Roasted Vegetable Calzones
Prep Time:
30 mins
Bake Time:
12 mins
Roast Time:
15 mins
Total Time:
30 mins


  • 1 small eggplant, peeled and cut into 1-inch pieces

  • 1 medium zucchini, cut into 1-inch pieces

  • 1 large red sweet pepper, seeded and cut into 1-inch pieces

  • 1 cup fresh cremini mushrooms, quartered

  • ½ cup coarsely chopped red onion

  • 2 tablespoon olive oil

  • 2 tablespoon chopped walnuts, toasted

  • 1 teaspoon snipped fresh rosemary

  • ¼ teaspoon salt

  • ¼ teaspoon ground black pepper

  • 2 cup shredded mozzarella cheese (8 ounces)

  • 1 recipe Pizza Dough

  • Milk

  • Cornmeal

Pizza Dough

  • cup warm water (105°F to 115°F)

  • 1 tablespoon olive oil

  • 1 package active dry yeast

  • ½ teaspoon sugar

  • 1 ¾ cup all-purpose flour

  • ½ teaspoon salt


  1. Place a baking stone on the lowest oven rack;* preheat oven to 450°F. In a 15x10x1-inch baking pan, combine eggplant, zucchini, sweet pepper, mushrooms, and onion. Drizzle with oil; toss gently to coat. Roast on the center oven rack, uncovered, for 15 to 18 minutes or until tender, stirring once. Cool slightly.
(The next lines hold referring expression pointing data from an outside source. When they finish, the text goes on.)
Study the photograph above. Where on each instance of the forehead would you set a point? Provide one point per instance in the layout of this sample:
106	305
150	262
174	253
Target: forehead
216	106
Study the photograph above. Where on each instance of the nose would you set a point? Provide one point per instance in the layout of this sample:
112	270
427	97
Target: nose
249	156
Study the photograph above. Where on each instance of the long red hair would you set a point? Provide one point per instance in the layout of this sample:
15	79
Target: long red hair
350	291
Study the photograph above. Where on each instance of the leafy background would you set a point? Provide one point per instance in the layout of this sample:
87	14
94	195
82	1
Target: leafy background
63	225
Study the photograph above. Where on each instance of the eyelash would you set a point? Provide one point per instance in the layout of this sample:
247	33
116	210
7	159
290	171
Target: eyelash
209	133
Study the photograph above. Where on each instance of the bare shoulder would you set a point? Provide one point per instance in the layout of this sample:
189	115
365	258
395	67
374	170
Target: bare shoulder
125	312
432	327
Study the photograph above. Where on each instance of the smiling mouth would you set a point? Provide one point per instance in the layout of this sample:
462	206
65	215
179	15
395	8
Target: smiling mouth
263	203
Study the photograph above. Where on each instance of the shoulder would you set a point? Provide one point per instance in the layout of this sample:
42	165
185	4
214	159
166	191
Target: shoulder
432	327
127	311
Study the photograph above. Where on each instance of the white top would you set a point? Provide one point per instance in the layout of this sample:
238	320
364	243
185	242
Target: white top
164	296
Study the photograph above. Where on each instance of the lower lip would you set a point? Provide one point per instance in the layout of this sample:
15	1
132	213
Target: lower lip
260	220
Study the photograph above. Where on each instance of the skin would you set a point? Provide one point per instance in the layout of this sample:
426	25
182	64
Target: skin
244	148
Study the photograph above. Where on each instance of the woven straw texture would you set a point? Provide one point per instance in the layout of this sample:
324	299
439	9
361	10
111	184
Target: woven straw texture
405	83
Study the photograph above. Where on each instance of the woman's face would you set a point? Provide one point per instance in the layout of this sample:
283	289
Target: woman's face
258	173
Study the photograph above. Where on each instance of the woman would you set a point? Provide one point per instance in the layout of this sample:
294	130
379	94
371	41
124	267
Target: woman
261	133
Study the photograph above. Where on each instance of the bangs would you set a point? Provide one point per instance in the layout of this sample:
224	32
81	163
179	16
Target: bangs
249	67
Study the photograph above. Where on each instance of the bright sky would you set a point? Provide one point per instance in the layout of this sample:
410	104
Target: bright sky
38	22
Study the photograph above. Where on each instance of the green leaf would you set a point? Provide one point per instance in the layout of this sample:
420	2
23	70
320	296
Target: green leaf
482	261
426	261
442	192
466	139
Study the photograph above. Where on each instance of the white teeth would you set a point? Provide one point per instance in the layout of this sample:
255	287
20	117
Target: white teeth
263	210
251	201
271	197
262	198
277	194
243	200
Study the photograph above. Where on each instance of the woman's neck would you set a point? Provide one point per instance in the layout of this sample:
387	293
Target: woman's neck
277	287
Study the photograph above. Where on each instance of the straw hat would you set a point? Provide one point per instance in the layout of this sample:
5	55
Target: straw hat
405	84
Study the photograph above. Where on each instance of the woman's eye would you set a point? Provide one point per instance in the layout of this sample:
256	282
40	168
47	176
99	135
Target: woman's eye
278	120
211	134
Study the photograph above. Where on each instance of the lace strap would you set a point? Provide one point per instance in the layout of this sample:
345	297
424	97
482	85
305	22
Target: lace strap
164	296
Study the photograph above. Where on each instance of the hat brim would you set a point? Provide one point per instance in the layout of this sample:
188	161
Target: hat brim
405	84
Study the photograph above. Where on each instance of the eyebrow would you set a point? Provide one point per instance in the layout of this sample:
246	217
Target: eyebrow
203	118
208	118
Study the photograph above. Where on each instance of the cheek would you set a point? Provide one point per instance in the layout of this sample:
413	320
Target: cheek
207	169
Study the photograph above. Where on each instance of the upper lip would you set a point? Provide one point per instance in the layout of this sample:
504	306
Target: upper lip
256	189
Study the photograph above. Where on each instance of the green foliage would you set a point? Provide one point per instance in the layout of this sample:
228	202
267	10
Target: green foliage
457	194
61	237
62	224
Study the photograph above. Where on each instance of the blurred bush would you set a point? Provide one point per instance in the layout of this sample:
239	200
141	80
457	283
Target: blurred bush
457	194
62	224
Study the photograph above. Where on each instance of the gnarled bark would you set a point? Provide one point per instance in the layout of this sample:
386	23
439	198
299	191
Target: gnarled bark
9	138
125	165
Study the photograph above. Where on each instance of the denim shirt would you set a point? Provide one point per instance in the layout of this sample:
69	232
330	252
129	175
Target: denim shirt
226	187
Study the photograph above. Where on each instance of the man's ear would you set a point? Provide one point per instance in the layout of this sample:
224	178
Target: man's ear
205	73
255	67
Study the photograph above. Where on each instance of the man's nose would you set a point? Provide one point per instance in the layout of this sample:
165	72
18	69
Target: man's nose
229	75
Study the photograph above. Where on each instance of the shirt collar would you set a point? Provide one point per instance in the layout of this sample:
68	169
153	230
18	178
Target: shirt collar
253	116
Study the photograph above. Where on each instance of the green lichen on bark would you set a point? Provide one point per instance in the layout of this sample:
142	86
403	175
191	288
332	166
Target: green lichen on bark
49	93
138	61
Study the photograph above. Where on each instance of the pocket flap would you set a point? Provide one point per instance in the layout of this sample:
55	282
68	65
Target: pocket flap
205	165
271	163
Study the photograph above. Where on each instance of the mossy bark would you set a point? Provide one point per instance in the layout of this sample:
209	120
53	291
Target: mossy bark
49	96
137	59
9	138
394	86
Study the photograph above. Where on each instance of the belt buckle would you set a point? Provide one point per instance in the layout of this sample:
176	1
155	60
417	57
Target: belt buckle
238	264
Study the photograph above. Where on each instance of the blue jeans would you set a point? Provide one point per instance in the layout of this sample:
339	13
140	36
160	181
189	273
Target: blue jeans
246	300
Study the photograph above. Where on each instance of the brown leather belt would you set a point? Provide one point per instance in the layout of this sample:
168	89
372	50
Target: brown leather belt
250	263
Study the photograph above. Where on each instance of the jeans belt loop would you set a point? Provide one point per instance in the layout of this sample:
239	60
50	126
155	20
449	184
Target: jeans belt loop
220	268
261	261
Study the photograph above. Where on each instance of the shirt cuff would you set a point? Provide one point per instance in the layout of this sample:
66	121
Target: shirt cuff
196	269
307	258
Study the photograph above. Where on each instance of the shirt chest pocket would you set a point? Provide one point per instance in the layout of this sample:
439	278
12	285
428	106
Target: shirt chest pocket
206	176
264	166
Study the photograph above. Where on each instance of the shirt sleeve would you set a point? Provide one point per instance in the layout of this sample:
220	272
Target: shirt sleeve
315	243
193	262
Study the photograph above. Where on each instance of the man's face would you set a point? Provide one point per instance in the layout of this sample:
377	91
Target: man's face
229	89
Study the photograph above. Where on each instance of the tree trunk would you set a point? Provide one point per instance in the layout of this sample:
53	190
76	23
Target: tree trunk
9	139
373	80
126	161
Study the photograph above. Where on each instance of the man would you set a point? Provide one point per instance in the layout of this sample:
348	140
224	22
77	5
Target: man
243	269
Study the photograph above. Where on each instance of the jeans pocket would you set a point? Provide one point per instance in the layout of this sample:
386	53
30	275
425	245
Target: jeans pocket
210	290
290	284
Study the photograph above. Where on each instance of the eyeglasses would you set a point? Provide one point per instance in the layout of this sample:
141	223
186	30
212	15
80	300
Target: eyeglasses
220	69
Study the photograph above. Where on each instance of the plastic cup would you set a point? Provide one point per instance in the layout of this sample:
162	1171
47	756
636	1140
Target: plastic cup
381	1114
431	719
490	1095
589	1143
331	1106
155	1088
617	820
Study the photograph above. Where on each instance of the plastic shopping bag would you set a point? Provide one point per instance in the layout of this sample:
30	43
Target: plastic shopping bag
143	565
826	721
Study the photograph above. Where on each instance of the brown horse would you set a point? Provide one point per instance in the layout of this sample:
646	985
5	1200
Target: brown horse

  2. For filling, in a large bowl combine roasted vegetables, walnuts, rosemary, salt, and black pepper. Add cheese; toss gently to combine.

  3. On a lightly floured surface, roll one portion of Pizza Dough into a 13x10-inch oval. Spread half of the filling crosswise over half of the oval, leaving a 1-inch border. Fold dough over filling; pinch edges together to seal. Cut a few slits in top of calzone to allow steam to escape. Brush lightly with milk.

  4. Sprinkle a baking sheet or pizza peel with cornmeal. Place calzone on baking sheet or peel. (When the baking sheet or peel is moved back and forth, the calzone should move freely.) Use the baking sheet or peel to transfer calzone to preheated baking stone.

  5. Bake for 12 to 18 minutes or until golden brown. Use the baking sheet or peel to transfer calzone to a cutting board. Repeat with the remaining dough and filling. To serve, cut each calzone into thirds.

Pizza Dough

  1. In a small bowl combine warm water, oil, yeast, and sugar, stirring to dissolve yeast. Let stand about 10 minutes or until foamy.

  2. Meanwhile, in a medium bowl combine 1 cup of the flour and the salt. Stir yeast mixture into flour mixture until smooth. Stir in as much of the remaining flour as you can.

  3. Turn dough out onto a lightly floured surface. Knead in enough of the remaining flour to make a moderately soft dough that is smooth but just slightly sticky (3 to 5 minutes total).

  4. Shape dough into a ball. Place in a lightly greased bowl, turning once to grease surface. Cover and let rise in a warm place until double in size (about 45 minutes).

  5. Punch dough down. Turn out onto a lightly floured surface. Divide in half. Cover and let rest for 10 minutes. Use as directed in individual recipes.


If you don't have a baking stone, place the calzone on a baking sheet sprinkled with cornmeal. Bake as directed.

Nutrition Facts (per serving)

369 Calories
17g Fat
41g Carbs
16g Protein
Nutrition Facts
Servings Per Recipe 6
Calories 369
% Daily Value *
Total Fat 17g 22%
Saturated Fat 6g 30%
Cholesterol 20mg 7%
Sodium 555mg 24%
Total Carbohydrate 41g 15%
Total Sugars 5g
Protein 16g
Vitamin C 40.7mg 204%
Calcium 302.9mg 23%
Iron 2.5mg 14%

*The % Daily Value (DV) tells you how much a nutrient in a food serving contributes to a daily diet. 2,000 calories a day is used for general nutrition advice.